La mort est peut-être l’expérience la plus choquante qu’un être humain puisse vivre. La douleur physique est étroitement liée à l’angoisse existentielle, et l’anxiété face à l’inconnu dévore la sérénité. Dans ce passage délicat, les soins palliatifs tentent d’apporter un soulagement au patient et à ses proches, mais les médicaments ne suffisent souvent pas ou entraînent des effets secondaires indésirables. Existe-t-il un autre moyen de soulager la souffrance sans recourir à la chimie ? Pour offrir à ceux qui s'apprêtent à partir des moments de paix, de joie, d'évasion ? La réponse pourrait venir de la réalité virtuelle, une technologie immersive qui attire l’attention des chercheurs et des médecins.
Le pouvoir de la réalité virtuelle pour apaiser la souffrance
John Alexandre Moreno, neuropsychologue et professeur au Département de psychologie de l'Université de Montréal, a décidé d'explorer le potentiel de la réalité virtuelle comme outil non pharmacologique pour soulager la douleur et l'anxiété chez les patients recevant des soins palliatifs.
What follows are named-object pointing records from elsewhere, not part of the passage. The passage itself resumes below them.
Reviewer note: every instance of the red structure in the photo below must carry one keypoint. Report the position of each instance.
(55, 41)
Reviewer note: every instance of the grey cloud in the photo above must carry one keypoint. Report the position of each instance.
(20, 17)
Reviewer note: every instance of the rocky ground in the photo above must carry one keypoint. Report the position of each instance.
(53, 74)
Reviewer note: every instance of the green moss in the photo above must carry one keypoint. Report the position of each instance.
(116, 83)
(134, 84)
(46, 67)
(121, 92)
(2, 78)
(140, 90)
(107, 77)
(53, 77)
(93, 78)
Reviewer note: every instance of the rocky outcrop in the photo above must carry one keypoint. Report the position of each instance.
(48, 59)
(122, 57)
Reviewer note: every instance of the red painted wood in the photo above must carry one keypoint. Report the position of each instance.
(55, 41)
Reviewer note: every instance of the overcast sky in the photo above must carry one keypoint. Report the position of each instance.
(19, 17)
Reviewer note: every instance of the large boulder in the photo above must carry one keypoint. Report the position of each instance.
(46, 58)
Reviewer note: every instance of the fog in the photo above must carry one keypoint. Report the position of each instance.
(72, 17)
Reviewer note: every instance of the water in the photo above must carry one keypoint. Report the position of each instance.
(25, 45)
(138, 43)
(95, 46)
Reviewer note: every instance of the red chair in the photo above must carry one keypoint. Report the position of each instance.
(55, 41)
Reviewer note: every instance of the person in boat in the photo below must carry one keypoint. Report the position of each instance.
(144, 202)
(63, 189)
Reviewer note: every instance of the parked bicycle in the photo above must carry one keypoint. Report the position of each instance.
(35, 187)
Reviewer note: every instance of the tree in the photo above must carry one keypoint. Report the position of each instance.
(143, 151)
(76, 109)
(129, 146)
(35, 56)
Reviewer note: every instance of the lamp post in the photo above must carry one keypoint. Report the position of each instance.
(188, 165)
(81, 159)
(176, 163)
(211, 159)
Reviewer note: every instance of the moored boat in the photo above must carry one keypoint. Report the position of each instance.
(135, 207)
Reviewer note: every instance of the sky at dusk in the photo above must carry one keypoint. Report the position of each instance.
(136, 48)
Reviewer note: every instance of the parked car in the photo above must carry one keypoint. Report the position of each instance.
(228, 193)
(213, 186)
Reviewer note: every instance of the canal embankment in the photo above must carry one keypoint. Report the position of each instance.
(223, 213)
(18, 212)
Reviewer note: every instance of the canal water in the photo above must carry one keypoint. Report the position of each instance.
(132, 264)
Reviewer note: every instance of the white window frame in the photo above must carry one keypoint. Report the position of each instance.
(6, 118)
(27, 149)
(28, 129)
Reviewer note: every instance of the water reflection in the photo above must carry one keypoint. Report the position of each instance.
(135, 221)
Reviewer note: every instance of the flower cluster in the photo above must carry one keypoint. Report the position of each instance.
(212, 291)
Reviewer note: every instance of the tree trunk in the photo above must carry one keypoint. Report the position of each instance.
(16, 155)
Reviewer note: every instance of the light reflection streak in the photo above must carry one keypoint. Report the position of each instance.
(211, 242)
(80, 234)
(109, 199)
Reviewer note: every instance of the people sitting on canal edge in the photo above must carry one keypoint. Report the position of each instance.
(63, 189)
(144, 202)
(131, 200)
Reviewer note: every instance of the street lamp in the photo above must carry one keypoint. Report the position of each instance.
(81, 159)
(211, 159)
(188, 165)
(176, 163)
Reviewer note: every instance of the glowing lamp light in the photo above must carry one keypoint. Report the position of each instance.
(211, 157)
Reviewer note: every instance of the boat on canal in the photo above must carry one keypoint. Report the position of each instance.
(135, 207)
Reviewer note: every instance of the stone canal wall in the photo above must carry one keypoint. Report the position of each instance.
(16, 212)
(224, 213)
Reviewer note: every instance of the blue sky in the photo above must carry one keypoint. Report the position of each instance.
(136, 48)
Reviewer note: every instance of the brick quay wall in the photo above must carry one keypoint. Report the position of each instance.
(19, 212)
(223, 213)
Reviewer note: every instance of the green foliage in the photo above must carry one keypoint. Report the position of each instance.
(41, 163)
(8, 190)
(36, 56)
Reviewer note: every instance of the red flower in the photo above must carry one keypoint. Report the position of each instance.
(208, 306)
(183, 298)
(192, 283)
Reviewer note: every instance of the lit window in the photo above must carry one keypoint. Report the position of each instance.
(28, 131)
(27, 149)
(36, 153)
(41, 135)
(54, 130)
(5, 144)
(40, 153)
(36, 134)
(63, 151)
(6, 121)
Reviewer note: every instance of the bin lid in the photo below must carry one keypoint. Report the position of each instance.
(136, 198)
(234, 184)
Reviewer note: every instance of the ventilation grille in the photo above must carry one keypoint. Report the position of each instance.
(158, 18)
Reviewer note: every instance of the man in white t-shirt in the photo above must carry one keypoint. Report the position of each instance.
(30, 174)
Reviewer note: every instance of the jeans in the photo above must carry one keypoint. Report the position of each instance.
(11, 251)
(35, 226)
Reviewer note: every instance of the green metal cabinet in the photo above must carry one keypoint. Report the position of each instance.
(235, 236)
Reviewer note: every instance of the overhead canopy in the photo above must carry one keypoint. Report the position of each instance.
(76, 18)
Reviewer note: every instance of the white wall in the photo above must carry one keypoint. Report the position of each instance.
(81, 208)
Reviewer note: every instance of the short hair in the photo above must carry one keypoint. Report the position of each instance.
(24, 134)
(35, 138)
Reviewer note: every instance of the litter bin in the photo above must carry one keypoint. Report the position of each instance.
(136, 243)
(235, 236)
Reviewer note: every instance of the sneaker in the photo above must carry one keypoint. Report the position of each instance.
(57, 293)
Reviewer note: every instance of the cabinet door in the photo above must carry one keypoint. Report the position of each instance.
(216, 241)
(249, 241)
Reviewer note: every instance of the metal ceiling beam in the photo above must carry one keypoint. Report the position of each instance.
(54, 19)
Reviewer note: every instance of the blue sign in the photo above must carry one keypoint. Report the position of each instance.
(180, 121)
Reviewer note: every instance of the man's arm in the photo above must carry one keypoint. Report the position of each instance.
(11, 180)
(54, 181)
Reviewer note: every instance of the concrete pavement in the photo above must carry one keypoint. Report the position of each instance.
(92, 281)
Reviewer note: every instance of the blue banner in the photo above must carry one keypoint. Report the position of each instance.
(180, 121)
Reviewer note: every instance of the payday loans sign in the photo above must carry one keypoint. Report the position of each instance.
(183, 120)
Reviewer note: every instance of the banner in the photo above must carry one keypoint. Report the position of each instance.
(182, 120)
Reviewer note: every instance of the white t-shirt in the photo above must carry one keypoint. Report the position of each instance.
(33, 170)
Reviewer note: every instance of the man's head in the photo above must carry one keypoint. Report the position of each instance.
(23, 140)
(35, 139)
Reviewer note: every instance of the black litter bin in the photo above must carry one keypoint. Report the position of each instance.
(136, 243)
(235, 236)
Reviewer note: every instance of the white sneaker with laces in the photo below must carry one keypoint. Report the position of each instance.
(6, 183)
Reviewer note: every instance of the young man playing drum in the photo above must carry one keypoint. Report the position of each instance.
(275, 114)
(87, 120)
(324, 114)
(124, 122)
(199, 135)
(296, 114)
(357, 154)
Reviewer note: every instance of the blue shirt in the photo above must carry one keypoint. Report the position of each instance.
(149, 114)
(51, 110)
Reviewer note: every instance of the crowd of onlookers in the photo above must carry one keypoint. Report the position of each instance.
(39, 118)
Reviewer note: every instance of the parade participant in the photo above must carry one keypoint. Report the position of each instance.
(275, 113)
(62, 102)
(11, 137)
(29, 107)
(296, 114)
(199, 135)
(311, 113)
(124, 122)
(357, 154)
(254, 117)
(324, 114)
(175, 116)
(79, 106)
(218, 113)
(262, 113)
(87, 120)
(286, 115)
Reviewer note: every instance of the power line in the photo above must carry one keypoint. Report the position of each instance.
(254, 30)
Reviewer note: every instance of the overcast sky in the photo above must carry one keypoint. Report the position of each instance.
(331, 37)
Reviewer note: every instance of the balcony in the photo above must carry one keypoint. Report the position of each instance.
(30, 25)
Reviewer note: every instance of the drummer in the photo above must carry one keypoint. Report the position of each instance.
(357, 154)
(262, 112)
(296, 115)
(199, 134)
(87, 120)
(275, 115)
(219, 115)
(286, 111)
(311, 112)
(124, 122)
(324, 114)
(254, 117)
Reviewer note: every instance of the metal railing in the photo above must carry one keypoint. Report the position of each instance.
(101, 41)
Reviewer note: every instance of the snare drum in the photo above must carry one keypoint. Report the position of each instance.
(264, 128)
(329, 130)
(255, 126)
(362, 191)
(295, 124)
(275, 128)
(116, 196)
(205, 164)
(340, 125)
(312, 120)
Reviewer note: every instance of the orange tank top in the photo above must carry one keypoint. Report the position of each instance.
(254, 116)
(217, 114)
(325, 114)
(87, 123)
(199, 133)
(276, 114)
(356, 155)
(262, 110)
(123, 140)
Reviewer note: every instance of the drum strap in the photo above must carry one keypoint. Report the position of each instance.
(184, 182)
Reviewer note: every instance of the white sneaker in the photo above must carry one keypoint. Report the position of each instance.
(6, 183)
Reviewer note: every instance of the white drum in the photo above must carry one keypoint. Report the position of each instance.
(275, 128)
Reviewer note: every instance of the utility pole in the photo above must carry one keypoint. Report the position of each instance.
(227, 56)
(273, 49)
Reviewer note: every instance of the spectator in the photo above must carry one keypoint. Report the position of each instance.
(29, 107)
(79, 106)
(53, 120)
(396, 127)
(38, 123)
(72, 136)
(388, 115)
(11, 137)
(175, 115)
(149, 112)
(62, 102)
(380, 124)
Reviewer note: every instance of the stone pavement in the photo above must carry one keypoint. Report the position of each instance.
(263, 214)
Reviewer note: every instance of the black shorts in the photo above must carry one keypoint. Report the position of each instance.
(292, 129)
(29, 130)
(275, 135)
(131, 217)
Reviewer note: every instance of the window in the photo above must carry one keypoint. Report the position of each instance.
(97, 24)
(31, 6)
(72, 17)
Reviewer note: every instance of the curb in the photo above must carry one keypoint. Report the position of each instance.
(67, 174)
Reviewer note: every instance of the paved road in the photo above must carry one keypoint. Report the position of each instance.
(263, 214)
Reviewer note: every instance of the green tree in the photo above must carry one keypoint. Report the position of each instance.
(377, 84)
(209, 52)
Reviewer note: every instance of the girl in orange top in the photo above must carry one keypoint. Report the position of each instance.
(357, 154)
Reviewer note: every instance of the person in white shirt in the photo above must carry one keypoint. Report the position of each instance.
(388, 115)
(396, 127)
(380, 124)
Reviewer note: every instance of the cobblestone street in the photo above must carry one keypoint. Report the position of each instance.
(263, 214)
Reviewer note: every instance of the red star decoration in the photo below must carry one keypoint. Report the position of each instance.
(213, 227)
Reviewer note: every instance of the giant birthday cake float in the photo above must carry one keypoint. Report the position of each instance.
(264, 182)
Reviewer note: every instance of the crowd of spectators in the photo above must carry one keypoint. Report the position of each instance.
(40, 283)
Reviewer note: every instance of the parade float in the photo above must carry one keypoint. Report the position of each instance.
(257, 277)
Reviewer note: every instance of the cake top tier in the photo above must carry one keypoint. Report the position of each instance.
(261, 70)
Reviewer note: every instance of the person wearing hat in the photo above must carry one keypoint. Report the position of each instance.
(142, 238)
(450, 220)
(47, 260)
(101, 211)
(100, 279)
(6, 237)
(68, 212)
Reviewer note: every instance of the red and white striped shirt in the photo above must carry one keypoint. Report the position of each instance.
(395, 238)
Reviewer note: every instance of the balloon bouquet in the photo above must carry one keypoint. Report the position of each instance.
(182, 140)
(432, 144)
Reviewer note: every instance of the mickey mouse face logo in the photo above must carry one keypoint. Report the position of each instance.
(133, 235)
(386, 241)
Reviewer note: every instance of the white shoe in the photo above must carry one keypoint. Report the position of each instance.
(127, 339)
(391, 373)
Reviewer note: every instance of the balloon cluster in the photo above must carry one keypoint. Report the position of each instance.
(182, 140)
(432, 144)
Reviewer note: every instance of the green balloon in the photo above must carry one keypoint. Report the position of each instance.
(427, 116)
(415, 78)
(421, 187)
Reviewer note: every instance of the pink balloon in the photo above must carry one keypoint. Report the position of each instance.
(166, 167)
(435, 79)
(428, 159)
L'idée est née du désir d'offrir un soulagement holistique à ceux qui se trouvent confrontés à la phase la plus délicate de leur existence.
Les visionneuses de réalité virtuelle vous permettent de vous immerger dans des expériences visuelles et auditives de plus en plus réalistes, déjà appréciées dans le traitement des troubles d'anxiété sociale. Les dispositifs testés dans cette étude transporteront l'utilisateur dans des scénarios éloignés de sa condition de souffrance. Lesquelles ? Une plage ensoleillée au Mexique. Un marché animé à Reykjavik, un lac étincelant au Québec, un quatuor à cordes jouant du Bach. Ce ne sont là que quelques-unes des destinations virtuelles que les patients pourront explorer, profitant de moments de détente, de découverte et d'évasion.

Une étude pionnière pour tester les soins palliatifs « virtuels »
Pour vérifier l'impact réel de la réalité virtuelle sur le bien-être des patients en phase terminale, Moreno se prépare à mener une étude pionnière à l'unité de soins palliatifs de l'Hôpital Notre Dame de Montréal. Les participants seront immergés dans des vidéos à 360 degrés, créées en collaboration avec Guillermo Lopez Pérez, directeur et fondateur de Nipper Media, une entreprise spécialisée dans la création de contenu pour la réalité virtuelle. Avant et après l'expérience immersive, les niveaux de douleur et d'anxiété des patients seront mesurés afin d'évaluer l'efficacité de l'intervention. L’hypothèse est que la réalité virtuelle peut offrir un soulagement significatif, permettant aux patients de se distraire de leur maladie et de profiter de moments de sérénité et de plaisir.
Mais les avantages potentiels de la réalité virtuelle ne se limitent pas aux patients en soins palliatifs. Moreno émet l'hypothèse que cette technologie pourrait également être utile aux membres de la famille qui accompagnent leurs proches en fin de vie. En fait, eux aussi se retrouvent confrontés à des émotions intenses et bouleversantes, devant faire face à la perte imminente d’un être cher. Pour cette raison, l’étude prévoit que les membres de la famille puissent également porter un casque et partager l’expérience virtuelle avec le patient. Dans ce cas également, les niveaux d'anxiété seront mesurés avant et après l'intervention, dans l'espoir que la réalité virtuelle puisse alléger le fardeau émotionnel de ce passage délicat, favorisant l'acceptation et la préparation au deuil.
Vers une approche holistique des soins de fin de vie
L’utilisation de la réalité virtuelle en soins palliatifs représente une étape vers une approche de plus en plus holistique et multidisciplinaire de la fin de vie. Aux côtés des thérapies pharmacologiques, essentielles pour contrôler la douleur et les symptômes, il existe des interventions non pharmacologiques visant à favoriser le bien-être psychologique, spirituel et existentiel du patient. La possibilité d'échapper (même virtuellement) à sa condition de souffrance, d'explorer des endroits merveilleux et de vivre des expériences enrichissantes peut contribuer à rendre la dernière partie de la vie plus sereine et digne. Et partager ces moments avec vos proches peut renforcer les liens émotionnels, créant ainsi d’autres souvenirs précieux à garder dans votre cœur.
Si les promesses de cette étude sont tenues, nous pourrons imaginer un avenir dans lequel les spectateurs de réalité virtuelle feront partie intégrante des soins palliatifs, offrant aux patients et à leurs familles un outil supplémentaire pour affronter le mystère de la mort avec sérénité et conscience. Une étreinte technologique qui apaise la souffrance et offre des moments d’émerveillement, à une époque où chaque instant devient plus précieux que jamais. Ce sera l’une des façons dont la technologie fait du bon travail, en se mettant au service de la dignité humaine.